Sabato, 08 novembre 2025 - ore 01.01

Pianeta Migranti. Assurdo deportare i palestinesi nei paesi africani.

Il Sud Sudan tra le possibili destinazioni

| Scritto da Redazione
Pianeta Migranti. Assurdo deportare i palestinesi nei paesi africani.

 

Pianeta Migranti. Assurdo deportare i palestinesi nei paesi africani.

Il Sud Sudan tra le possibili destinazioni.

 Nelle ultime settimane è circolata una notizia inquietante: Israele avrebbe sondato il Sud Sudan come possibile destinazione per un “ricollocamento” forzato di civili palestinesi di Gaza.

Il 13 agosto, una delegazione israeliana, guidata dalla vice ministra degli Esteri Sharren Haskel si è recata a Juba, capitale del Sud Sudan, firmando un memorandum di cooperazione con il governo locale. I dettagli dell’intesa restano nebulosi, ma subito il governo di Juba ha smentito l’ipotesi di accogliere i gazawi. Perché di questo si tratterebbe: deportazione.

E il diritto internazionale parla chiaro. Le Convenzioni di Ginevra vietano in ogni circostanza il trasferimento forzato di civili da un territorio occupato. La Corte penale internazionale classifica questi atti come crimini di guerra, e se commessi su larga scala, come crimini contro l’umanità.
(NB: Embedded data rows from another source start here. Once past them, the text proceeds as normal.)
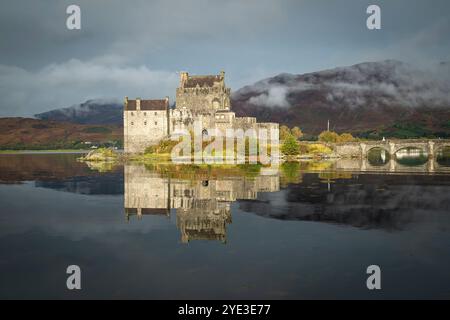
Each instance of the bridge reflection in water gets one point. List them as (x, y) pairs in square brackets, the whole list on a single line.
[(202, 205)]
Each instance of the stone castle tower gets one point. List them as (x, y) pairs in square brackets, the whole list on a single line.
[(203, 99)]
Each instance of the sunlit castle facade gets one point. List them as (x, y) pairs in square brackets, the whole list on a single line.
[(204, 100)]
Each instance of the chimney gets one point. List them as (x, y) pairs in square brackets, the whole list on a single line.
[(138, 103), (167, 102)]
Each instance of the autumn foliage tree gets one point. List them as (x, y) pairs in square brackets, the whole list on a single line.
[(297, 132), (290, 146)]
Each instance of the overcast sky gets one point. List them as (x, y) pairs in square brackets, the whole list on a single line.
[(136, 47)]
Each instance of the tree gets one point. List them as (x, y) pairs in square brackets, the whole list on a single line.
[(328, 136), (346, 137), (297, 132), (284, 132), (290, 146)]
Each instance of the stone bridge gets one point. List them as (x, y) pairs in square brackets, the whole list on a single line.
[(361, 149)]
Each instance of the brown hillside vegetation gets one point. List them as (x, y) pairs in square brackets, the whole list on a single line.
[(27, 133)]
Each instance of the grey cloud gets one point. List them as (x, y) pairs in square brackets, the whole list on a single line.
[(57, 85)]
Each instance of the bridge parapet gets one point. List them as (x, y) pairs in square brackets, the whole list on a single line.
[(392, 146)]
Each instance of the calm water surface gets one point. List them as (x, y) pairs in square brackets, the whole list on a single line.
[(301, 231)]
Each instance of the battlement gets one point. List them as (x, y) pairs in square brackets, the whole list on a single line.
[(143, 104), (203, 93)]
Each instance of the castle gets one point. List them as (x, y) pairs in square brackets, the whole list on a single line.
[(200, 99)]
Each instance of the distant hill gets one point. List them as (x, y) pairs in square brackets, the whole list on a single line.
[(97, 111), (388, 98), (372, 99), (26, 133)]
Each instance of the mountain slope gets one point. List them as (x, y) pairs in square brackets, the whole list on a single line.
[(26, 133), (372, 96), (97, 111)]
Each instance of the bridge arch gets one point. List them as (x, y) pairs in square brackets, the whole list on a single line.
[(419, 146)]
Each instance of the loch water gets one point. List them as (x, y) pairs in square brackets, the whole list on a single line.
[(298, 231)]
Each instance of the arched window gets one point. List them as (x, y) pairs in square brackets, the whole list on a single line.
[(216, 103)]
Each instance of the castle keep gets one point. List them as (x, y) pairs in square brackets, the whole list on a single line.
[(201, 99)]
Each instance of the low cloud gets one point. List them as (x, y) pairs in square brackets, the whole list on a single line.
[(385, 82)]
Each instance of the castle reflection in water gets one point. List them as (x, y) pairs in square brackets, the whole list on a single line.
[(202, 206)]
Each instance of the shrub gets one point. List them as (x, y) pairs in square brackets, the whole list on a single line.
[(284, 132), (346, 137), (297, 132), (290, 146), (328, 136), (318, 148)]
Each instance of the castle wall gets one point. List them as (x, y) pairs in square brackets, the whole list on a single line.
[(199, 99), (143, 128)]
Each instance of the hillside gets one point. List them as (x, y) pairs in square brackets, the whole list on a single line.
[(96, 111), (388, 98), (26, 133), (372, 99)]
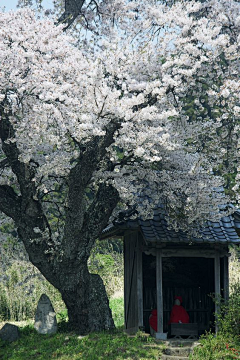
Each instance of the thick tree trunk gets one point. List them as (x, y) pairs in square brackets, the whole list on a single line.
[(85, 297)]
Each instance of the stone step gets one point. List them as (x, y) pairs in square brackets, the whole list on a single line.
[(181, 343), (178, 351), (170, 357)]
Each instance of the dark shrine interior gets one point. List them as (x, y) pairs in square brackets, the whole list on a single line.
[(190, 278)]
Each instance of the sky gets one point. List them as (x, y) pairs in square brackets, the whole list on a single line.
[(12, 4)]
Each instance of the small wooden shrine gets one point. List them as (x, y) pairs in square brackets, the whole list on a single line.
[(160, 263)]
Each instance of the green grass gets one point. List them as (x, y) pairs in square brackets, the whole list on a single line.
[(220, 347), (117, 307), (65, 345), (69, 346)]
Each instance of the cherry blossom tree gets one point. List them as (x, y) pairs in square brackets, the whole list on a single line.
[(147, 107)]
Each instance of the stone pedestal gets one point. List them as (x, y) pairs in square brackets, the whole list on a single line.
[(45, 317)]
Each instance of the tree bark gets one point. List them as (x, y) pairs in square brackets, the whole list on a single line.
[(86, 301), (64, 265)]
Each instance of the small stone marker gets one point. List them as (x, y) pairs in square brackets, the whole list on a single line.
[(45, 317), (9, 332)]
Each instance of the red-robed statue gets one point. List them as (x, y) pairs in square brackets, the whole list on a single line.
[(178, 315)]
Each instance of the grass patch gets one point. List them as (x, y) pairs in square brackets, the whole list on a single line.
[(117, 307), (69, 346), (220, 347)]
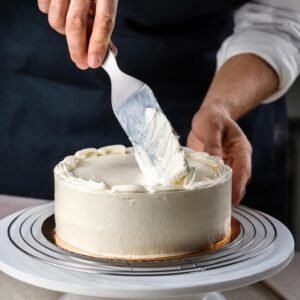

Pensare di inviare i palestinesi in Sud Sudan è non solo illegale, ma anche assurdo. Il Paese, indipendente dal 2011, ha vissuto una sanguinosa guerra civile tra il 2013 e il 2018 che ha fatto circa 400 mila vittime e generato un milione di sfollati. La pace siglata nel 2020 è fragile, e i conflitti interni continuano ad alimentare una delle peggiori crisi umanitarie al mondo: oltre metà della popolazione soffre la fame, milioni di persone vivono in campi profughi, epidemie e inondazioni colpiscono regolarmente comunità già allo stremo.

In questo contesto, “ricollocare” decine di migliaia di palestinesi significherebbe condannarli a un nuovo inferno, privarli del diritto al ritorno, renderli apolidi e tagliati fuori da qualsiasi tutela internazionale già attivata per Gaza.

La comunità internazionale ha precise responsabilità.

Non si può spacciare una deportazione per una soluzione umanitaria. Il diritto internazionale è inequivocabile: gli Stati non possono né riconoscere né sostenere trasferimenti forzati, pena la complicità in un crimine.

Le alternative esistono e sono urgenti: finanziare la risposta umanitaria a Gaza e nei Paesi vicini, aprire corridoi sicuri, garantire cure mediche, attivare evacuazioni temporanee ma sempre con la garanzia del ritorno. L’Unione Europea e l’Italia, in particolare, dovrebbero respingere pubblicamente ogni ipotesi di deportazione, condizionare la cooperazione con Israele al rispetto delle convenzioni internazionali e sostenere con forza le indagini della Corte penale internazionale già in corso.

Davanti allo spettro della deportazione dei gazawi, sorge spontanea una domanda: cosa avrebbe potuto fare la comunità internazionale per non arrivare a questo punto?

Dal 1947 le Nazioni Unite hanno approvato centinaia di risoluzioni: sul ritiro di Israele dai Territori Occupati, sul diritto al ritorno dei profughi, sullo status di Gerusalemme. Eppure nessuna è stata fatta rispettare. Nessuna sanzione, nessuna reale pressione.

Dal 1967 la Palestina è sotto occupazione, mentre Stati Uniti ed Europa hanno continuato – e continuano – a fornire armi e sostegno militare a Israele, nonostante le accuse di crimini di guerra e di genocidio. Così, invece di fermare l’escalation, l’hanno alimentata, rendendosi corresponsabili.

Se la comunità internazionale avesse usato davvero i suoi strumenti – diplomatici, economici, giudiziari – oggi forse non saremmo qui a parlare di deportazione di un intero popolo.